Anız Ateşleri'nin 2. Dünya Savaşı'na dair okuduğum birçok romandan farkı, Avrupa'da geçmeyen, içinde Yahudi soykırımına yer verilmeyen, Beyaz Batılının değil, Sarı Asyalınin gözünden yazılmış bir roman olması.
Mekan olarak Filipinler'in Leyte Adası kullanılmış. İklim ve coğrafi özellikleri özellikle başkarakter Tamura'yı çok zorladığı anlarda çokça anlatılmış. Duyulara etkili şekilde hitap eden bu sekanslar metni sinematografik yapıyor.

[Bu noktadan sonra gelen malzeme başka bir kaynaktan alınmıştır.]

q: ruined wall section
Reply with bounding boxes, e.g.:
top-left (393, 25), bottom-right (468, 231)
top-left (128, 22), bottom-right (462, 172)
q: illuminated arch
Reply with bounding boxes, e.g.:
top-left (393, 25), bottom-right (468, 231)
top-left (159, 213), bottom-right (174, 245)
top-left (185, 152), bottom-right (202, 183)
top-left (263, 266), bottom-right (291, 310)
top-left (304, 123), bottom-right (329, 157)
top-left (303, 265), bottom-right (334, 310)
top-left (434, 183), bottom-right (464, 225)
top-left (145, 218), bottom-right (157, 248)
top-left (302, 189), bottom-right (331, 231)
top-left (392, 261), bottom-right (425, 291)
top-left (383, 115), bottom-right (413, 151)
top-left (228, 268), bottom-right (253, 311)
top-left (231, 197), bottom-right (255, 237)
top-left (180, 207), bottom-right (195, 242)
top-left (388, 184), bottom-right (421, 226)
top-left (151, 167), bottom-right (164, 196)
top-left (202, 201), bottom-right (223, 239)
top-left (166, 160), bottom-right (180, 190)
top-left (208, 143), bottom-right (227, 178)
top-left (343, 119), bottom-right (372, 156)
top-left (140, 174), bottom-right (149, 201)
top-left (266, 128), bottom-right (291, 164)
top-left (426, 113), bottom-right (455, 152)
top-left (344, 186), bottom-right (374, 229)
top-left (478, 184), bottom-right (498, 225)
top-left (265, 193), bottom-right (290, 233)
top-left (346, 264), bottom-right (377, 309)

Japon Ordusu yenilmek üzere ve erzakı bitmiş, dolayısıyla romandaki ana temalar hayatta kalmak, açlık,ölüm, öldürmek, vicdan.
Tamura verem hastası, birliği onu istemiyor, hastane olarak kullanılan yere gönderiyor, orada kalması için yanında yiyecek olması gerektiğinden kabul edilmiyor, geri gidiyor, birliği de inatla onu tekrar hastaneye gönderince, bir başına hayatta kalma savaşı veriyor.

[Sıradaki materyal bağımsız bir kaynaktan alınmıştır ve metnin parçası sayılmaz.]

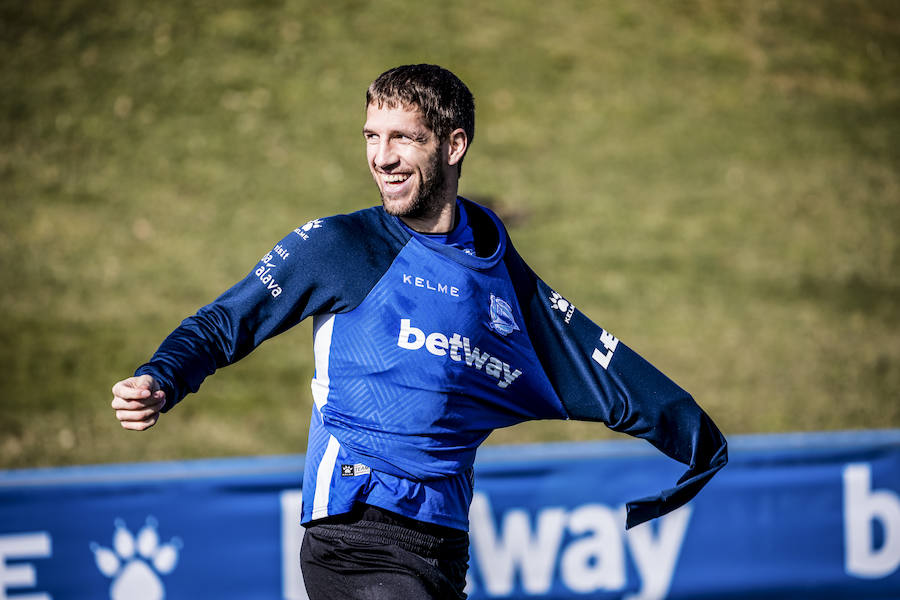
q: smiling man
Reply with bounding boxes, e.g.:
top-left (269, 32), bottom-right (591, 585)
top-left (112, 65), bottom-right (727, 600)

Ayrıca tüm bu koşulların oluşturduğu dehşet ve korku duygusu nedeniyle de deliliğin sınırına gelen askerler ve hatta Er Tamura karakteri gibi sınırı geçenler anlatılıyor. Delilik bu koşulların doğal sonucu gibi gorünüyor. Çünkü Japon ordusu tamamen desteksiz ve ormanda Amerikalılardan saklanırken insanlıkları sınanıyor, olağanüstü koşullarda verilecek en doğal tepki de delilik belki de.